Sah Kleopatra wirklich so umwerfend aus?

Sie verführte Caesar, sprach acht Sprachen und hatte eine einzigartige Nase. Doch welche Mythen über Kleopatra stimmen wirklich? Tanzte sie tatsächlich im Perlen-Tanga auf? Die Antikensammlung der Uni Bern antwortet – in der Museumsnacht vom 24. März.

Von Bettina Jakob 17. März 2006

Eine Kobra soll es gewesen sein. Und Kleopatra soll sich die Giftschlange am 12. August 30 v. Chr. gleich selbst an den Arm gesetzt und so ihr Leben beendet haben. Der Tod der 39-jährigen ägyptischen Königin war der Beginn für unzählige Mythen, die sich bis heute um ihre Person ranken.

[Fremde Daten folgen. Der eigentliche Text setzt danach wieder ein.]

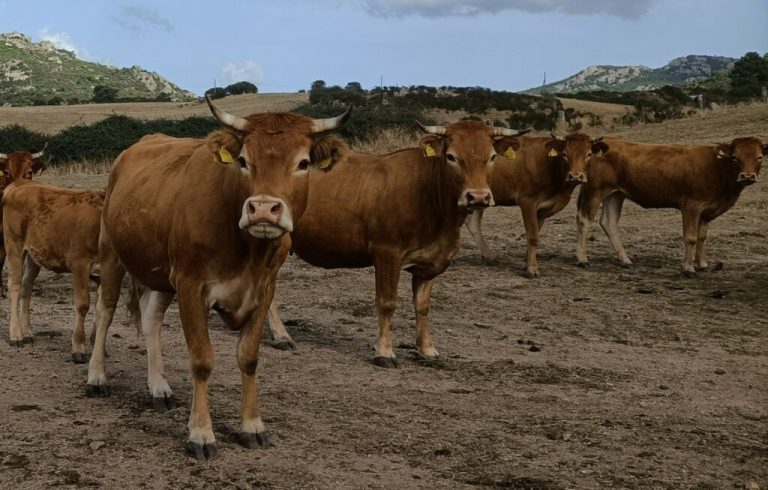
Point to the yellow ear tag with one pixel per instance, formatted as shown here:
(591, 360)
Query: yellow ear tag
(225, 156)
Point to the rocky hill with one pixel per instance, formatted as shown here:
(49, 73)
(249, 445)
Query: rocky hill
(39, 73)
(677, 72)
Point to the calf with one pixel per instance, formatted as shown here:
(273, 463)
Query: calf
(401, 211)
(55, 228)
(539, 178)
(702, 181)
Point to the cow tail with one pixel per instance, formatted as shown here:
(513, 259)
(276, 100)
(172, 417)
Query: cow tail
(134, 308)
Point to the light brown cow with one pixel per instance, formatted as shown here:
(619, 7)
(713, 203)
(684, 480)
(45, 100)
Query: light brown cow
(180, 222)
(539, 178)
(45, 226)
(399, 211)
(702, 181)
(16, 166)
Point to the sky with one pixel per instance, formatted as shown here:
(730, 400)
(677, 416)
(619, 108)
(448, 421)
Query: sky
(284, 45)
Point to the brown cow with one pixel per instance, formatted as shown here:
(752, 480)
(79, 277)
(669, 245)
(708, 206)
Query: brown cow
(702, 181)
(180, 222)
(539, 178)
(399, 211)
(55, 228)
(15, 166)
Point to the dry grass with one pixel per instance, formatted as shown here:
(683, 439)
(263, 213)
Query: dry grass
(52, 119)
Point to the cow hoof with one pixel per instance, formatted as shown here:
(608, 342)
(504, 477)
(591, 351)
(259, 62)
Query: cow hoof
(96, 391)
(386, 362)
(284, 344)
(79, 358)
(253, 440)
(163, 403)
(201, 451)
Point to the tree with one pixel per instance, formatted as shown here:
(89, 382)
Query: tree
(216, 92)
(242, 88)
(749, 75)
(103, 93)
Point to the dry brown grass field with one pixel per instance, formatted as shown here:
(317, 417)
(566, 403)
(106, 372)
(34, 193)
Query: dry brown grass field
(584, 378)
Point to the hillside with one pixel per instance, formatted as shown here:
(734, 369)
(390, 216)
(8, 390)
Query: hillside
(40, 73)
(677, 72)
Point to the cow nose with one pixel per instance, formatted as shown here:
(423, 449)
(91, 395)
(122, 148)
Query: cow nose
(577, 178)
(747, 178)
(479, 198)
(264, 211)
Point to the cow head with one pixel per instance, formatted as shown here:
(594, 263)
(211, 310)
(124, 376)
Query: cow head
(275, 152)
(745, 155)
(21, 165)
(576, 150)
(469, 148)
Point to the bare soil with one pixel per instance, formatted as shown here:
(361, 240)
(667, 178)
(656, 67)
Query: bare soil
(583, 378)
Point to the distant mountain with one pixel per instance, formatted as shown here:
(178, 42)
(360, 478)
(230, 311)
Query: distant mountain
(677, 72)
(39, 73)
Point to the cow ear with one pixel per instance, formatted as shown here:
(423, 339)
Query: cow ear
(554, 147)
(507, 146)
(328, 151)
(433, 145)
(224, 145)
(599, 148)
(723, 150)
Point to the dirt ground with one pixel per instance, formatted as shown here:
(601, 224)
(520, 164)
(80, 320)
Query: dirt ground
(583, 378)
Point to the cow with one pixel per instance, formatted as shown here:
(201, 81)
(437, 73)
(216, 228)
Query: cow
(15, 166)
(539, 178)
(702, 181)
(401, 211)
(207, 220)
(46, 226)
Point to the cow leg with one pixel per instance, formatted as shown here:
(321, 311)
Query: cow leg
(531, 224)
(422, 299)
(280, 337)
(201, 443)
(153, 305)
(31, 270)
(609, 222)
(474, 225)
(690, 238)
(253, 434)
(82, 295)
(701, 253)
(112, 273)
(587, 204)
(387, 277)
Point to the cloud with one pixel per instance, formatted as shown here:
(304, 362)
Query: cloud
(135, 18)
(62, 40)
(247, 70)
(629, 9)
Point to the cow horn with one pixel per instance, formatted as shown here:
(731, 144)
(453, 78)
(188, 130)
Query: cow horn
(510, 132)
(432, 129)
(37, 155)
(226, 118)
(330, 123)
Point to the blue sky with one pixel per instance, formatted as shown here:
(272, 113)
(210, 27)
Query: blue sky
(284, 45)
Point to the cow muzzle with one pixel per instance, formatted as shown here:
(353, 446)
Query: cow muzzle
(476, 198)
(266, 217)
(747, 179)
(576, 178)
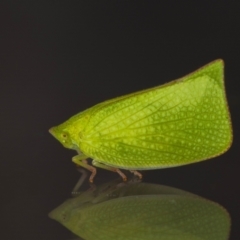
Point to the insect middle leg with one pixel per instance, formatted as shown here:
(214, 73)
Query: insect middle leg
(113, 169)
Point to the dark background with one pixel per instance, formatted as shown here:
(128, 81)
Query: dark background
(60, 57)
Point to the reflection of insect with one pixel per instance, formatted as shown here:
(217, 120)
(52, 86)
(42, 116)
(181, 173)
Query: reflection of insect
(128, 211)
(181, 122)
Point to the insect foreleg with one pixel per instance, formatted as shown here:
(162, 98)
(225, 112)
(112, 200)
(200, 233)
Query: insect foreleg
(80, 160)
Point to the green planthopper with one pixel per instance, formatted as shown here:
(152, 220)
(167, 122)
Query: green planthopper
(178, 123)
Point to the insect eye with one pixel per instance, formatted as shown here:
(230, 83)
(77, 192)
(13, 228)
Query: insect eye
(64, 135)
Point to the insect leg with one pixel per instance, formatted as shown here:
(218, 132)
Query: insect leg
(80, 160)
(136, 173)
(113, 169)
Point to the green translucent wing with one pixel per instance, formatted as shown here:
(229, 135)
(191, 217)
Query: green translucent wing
(178, 123)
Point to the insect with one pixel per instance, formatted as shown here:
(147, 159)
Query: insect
(142, 211)
(178, 123)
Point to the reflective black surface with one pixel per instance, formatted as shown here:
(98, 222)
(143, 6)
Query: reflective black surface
(58, 58)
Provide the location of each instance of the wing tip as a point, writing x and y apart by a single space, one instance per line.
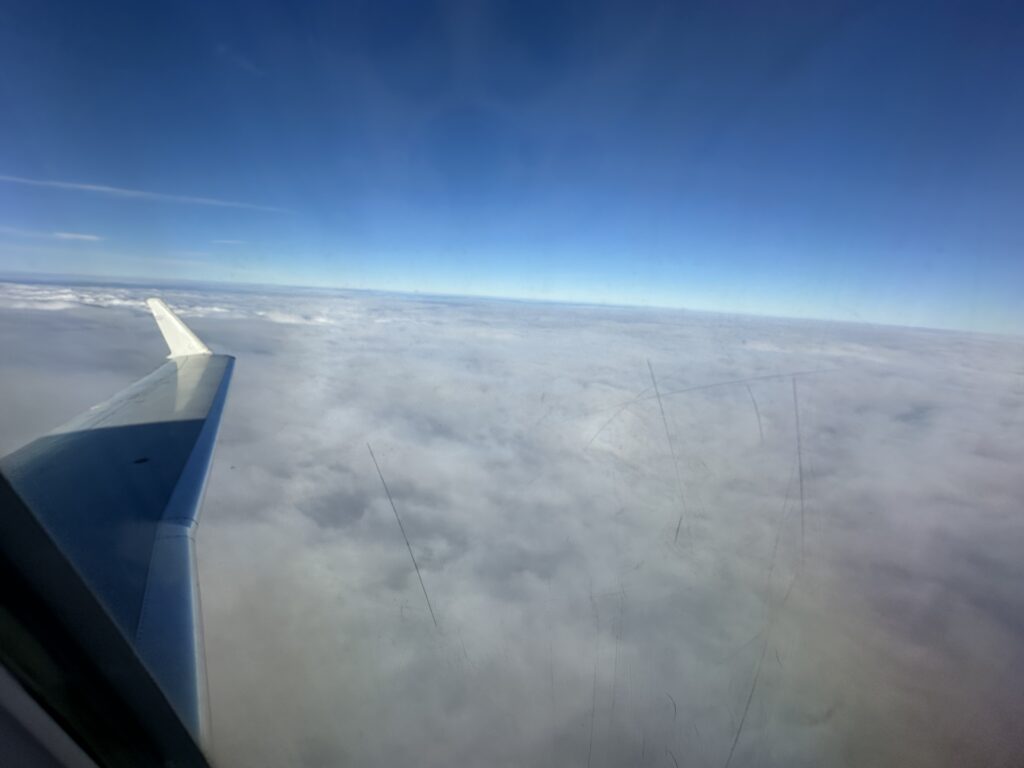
181 341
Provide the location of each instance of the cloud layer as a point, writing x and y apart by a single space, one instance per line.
621 576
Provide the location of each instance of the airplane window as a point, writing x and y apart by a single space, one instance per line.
613 383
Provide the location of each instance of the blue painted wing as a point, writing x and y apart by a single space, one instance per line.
119 491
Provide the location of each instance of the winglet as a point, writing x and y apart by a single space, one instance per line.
180 340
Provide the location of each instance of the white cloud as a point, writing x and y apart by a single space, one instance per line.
118 192
531 472
18 232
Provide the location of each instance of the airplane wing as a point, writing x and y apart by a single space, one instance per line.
99 607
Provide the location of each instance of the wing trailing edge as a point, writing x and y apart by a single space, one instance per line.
117 492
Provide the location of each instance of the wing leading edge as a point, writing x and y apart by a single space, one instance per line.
119 491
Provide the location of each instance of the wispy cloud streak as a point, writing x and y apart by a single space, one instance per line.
118 192
17 232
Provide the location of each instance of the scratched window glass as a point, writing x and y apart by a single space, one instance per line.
615 384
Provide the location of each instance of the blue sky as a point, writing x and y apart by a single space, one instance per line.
857 162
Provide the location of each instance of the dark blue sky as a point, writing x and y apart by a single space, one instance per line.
814 159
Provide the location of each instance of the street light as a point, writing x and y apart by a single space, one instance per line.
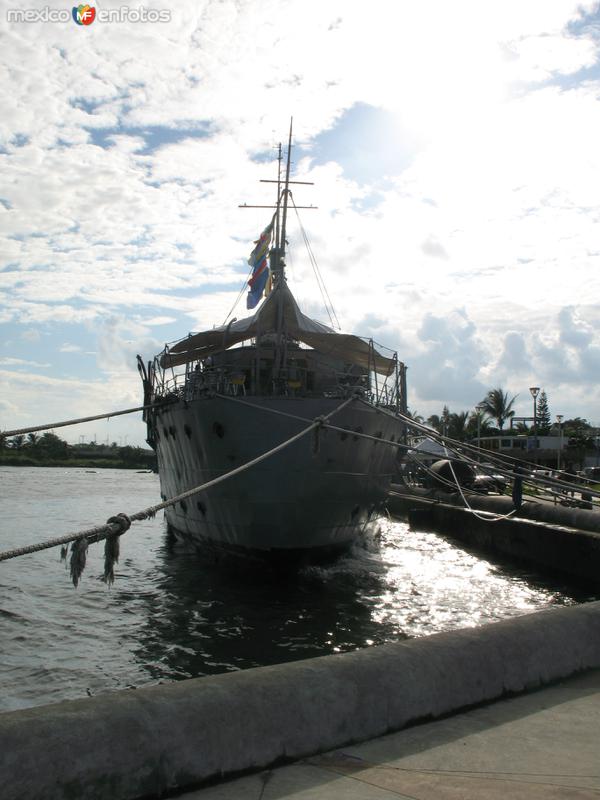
559 419
480 409
534 393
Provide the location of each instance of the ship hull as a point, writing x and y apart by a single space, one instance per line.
318 494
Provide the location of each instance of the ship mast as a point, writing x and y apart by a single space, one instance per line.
286 191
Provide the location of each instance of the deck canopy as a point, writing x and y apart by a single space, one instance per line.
346 347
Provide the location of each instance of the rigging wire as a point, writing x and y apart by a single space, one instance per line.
239 297
320 282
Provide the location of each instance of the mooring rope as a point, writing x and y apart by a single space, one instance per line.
49 426
497 461
116 526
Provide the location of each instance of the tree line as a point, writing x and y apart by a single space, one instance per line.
489 417
48 449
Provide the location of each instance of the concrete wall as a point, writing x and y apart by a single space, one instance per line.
144 742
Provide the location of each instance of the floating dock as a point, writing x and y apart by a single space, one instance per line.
562 539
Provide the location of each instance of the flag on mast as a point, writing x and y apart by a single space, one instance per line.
260 267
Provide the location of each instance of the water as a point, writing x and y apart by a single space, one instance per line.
172 615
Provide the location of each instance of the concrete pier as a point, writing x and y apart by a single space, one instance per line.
146 742
543 745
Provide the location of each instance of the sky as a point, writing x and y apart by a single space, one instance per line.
454 150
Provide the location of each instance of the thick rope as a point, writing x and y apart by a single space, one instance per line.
112 528
19 431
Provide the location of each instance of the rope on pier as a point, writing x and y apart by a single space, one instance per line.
50 425
117 525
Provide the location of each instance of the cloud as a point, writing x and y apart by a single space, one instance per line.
455 164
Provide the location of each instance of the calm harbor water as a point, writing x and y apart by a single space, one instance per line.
172 615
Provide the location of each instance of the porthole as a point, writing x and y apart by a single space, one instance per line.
218 429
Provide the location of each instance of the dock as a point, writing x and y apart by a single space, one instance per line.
329 714
542 534
539 746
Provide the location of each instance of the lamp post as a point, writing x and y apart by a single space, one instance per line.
559 419
534 393
480 407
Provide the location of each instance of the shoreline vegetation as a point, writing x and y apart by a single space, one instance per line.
50 450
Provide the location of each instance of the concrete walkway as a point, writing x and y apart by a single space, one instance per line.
540 745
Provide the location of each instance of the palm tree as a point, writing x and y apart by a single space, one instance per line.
458 425
498 406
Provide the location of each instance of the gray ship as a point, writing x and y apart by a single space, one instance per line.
226 396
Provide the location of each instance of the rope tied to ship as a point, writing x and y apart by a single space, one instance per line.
120 523
50 425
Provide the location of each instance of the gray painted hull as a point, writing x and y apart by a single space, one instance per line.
306 497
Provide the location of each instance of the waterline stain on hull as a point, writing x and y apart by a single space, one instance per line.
302 498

Dass ausgerechnet eine Kobra die Schöne gebissen haben soll, bezweifelt Martin Guggisberg von der Antikensammlung der Uni Bern. «Die Schlange spielt in der ägyptischen Religion und Herrschaftssymbolik eine wichtige Rolle», erklärt der Wissenschaftler. Die Pharaonen trugen über ihrem Kopftuch ein Abbild einer Kobra. Sie glaubten, dass die Giftschlange ihnen helfe, Feinde zu überwältigen, erklärt Guggisberg. Auch die Ptolemäer, zu deren Dynastie Kleopatra gehörte, sahen sich als Pharaonen. Soll also tatsächlich ein Schutztier das endgültige Ende von Ägypten besiegelt haben? Die Archäologie glaubt eher an römische Propaganda.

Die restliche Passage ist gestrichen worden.